Sus extremidades de armadura disminuyeron el tamaño hasta quedar mochas. La piel metalosa fue chapa débil, desintegración, granulado, polvo.

Un color pus. Su aliento pestilente.

Había tenido pulmones. Dolían los pequeñísimos corpúsculos con patas en lo que había sido su atrás, como si el aire entrara por un taladro en los alvéolos. Resonaban latidos y bombeos inubicables.

Miró las pantallas que le contaban la realidad.

Estaban extendidas, dilatadas, estiradas hasta hacerse un bloque con los ladrillos en vertical, el techo, el piso que ya no eran paredes, piso y techo sino veredas, árboles, autos y aire. Proyectaban las imágenes deformadas de países posicionados en lo alto de un ranking siniestro.
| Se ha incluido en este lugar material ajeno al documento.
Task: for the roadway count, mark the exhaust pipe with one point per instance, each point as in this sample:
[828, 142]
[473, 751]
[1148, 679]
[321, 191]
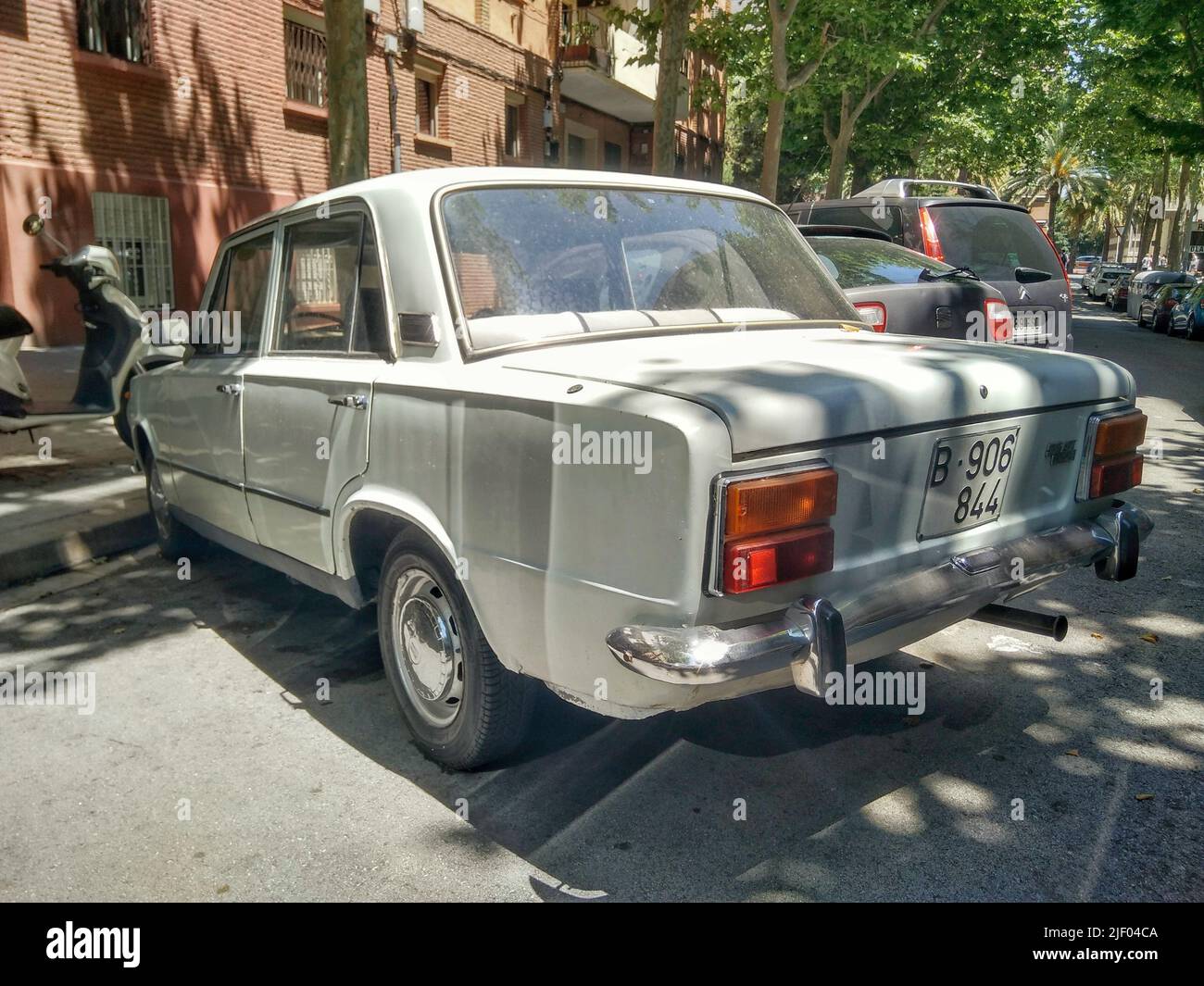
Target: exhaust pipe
[1023, 619]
La iglesia italiana fue parte de las paredes y las tumbas infinitas de Brasil, pozos abiertos a sus pies.

El picor desapareció, aunque no con la certidumbre de haberse ido para siempre.

No hay barbijo para el miedo.

Ni cuerpo que no sea casa, mundo, virus.

Lara Lizenberg, psicoanalista, licenciada en psicología. Docente de «Clínica psicoanalítica», Facultad de psicología, UBA. Docente de posgrado de «Clínica de adultos», en Fundación Tiempo. Supervisora de casos clínicos en Fundación Tiempo. Fundadora de Lacan Big Data.